Maine’s renters gave clear and compelling insights into their lives throughout the project that policymakers would be wise to listen to. First, spreading the word about the availability of rental assistance is critical in ensuring Maine families don’t fall further behind as the pandemic drags on. Interviewees employed less-than-preferable financial trade-offs to ensure their rent was paid, some of which will likely have long term impacts on the wellness of individual families and our economy as a whole. Ensuring everyone who needs help – both tenants and landlords – knows how to access the rent relief program is important for stemming the more serious and long-lasting financial choices families have already had to make.

Second, policymakers should keep in mind how the pandemic has affected assets, not just incomes, and encourage initiatives that help low-income people in particular regain the assets they’ve lost.

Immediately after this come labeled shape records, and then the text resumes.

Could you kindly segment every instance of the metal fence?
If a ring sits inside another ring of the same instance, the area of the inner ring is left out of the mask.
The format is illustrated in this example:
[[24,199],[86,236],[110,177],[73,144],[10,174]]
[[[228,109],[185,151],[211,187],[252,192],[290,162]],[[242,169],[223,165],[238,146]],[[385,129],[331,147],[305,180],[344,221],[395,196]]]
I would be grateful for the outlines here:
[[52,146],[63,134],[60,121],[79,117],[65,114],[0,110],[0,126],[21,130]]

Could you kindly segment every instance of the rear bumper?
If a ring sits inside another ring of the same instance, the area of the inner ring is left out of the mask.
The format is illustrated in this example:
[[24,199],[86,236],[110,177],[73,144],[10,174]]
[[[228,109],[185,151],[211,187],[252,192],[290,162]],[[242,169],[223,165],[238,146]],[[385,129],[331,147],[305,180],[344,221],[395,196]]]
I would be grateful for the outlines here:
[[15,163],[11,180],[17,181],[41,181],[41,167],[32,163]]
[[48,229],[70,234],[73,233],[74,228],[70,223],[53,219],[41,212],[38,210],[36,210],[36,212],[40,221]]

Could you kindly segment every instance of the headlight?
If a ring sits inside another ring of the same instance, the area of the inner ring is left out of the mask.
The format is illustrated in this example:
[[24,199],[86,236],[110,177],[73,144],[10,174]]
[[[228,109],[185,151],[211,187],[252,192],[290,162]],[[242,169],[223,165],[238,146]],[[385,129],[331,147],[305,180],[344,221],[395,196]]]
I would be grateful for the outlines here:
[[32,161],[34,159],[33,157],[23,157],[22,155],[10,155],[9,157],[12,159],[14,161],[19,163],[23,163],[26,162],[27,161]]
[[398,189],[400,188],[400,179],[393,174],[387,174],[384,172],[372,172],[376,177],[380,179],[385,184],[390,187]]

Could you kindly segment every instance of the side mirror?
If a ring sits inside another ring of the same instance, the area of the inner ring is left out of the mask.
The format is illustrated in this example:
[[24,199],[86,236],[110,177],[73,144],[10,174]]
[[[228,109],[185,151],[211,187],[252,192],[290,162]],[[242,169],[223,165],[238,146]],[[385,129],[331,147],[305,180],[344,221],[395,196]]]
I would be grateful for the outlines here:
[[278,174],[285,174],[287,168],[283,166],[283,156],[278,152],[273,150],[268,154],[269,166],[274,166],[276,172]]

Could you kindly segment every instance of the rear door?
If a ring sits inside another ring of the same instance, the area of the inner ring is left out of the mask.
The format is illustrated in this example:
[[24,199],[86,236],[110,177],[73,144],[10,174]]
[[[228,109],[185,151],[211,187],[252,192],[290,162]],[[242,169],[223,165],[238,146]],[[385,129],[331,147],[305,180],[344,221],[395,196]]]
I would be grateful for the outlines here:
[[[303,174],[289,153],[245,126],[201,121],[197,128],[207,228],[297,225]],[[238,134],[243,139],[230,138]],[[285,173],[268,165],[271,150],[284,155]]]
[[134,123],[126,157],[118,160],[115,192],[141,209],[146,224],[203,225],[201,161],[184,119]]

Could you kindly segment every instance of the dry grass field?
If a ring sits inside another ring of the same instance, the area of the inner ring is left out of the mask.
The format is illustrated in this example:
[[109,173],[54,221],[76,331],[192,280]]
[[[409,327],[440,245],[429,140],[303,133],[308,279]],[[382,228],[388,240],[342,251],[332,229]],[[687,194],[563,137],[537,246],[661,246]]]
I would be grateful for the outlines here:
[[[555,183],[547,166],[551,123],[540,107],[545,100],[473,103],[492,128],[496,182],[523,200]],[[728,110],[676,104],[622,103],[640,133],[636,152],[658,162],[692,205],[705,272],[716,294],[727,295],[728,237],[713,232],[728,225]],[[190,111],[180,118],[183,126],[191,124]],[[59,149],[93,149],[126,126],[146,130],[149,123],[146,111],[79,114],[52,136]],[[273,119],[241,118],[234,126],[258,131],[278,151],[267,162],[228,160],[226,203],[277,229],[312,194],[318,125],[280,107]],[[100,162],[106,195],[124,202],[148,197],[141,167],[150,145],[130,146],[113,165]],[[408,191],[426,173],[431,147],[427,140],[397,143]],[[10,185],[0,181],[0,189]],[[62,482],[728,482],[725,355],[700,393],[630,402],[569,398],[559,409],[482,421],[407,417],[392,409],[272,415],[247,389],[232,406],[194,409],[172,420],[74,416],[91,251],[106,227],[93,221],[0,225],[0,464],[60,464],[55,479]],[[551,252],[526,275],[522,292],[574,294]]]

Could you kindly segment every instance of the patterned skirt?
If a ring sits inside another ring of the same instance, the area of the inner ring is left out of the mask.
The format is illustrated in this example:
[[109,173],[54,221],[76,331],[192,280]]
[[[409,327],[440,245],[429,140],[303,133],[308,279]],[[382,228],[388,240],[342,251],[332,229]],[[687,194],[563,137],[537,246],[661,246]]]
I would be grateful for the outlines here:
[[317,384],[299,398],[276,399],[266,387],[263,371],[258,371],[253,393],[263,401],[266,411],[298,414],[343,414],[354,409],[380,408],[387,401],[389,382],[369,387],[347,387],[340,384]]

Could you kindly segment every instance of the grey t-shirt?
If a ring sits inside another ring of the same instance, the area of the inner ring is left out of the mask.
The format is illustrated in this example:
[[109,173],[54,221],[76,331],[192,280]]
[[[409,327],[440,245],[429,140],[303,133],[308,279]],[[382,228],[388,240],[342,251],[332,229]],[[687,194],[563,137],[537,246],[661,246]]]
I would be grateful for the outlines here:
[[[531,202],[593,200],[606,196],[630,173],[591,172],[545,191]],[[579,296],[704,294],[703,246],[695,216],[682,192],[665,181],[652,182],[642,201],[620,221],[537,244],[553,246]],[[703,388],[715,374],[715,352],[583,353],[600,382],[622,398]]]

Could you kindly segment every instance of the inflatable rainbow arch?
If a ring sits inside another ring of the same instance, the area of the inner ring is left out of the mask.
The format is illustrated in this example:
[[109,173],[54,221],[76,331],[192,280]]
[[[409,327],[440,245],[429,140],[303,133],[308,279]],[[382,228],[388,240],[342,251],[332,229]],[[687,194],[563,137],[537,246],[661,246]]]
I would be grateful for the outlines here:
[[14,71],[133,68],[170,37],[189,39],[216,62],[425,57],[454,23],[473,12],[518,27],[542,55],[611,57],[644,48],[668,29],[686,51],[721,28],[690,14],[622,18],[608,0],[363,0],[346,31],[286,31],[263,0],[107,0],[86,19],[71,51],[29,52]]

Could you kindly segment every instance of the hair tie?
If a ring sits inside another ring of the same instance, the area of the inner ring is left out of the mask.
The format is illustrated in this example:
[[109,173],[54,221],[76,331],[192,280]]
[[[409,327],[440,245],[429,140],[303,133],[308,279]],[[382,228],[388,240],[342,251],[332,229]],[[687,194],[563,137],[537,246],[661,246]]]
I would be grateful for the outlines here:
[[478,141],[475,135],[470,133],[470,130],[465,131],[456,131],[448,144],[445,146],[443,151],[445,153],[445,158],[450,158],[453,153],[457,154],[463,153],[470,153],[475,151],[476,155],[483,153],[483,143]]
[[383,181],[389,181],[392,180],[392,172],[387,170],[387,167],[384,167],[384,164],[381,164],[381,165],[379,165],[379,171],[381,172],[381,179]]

Finally, one cannot talk about the pandemic without noting its outsized impacts on parents. School cycling in and out, limited child care options for both school-aged and very young children, and justifiable fears about virus spread among kids under 12 have all piled on top of the economic challenges parents are facing. For many of the families in our project, an entire income had to be given up in order to accommodate ever-changing school and child care situations. Parents whose jobs do not allow them to work from home are under extreme stress, and lawmakers would do well to focus on expanding safe child care options to allow more people to go back to work.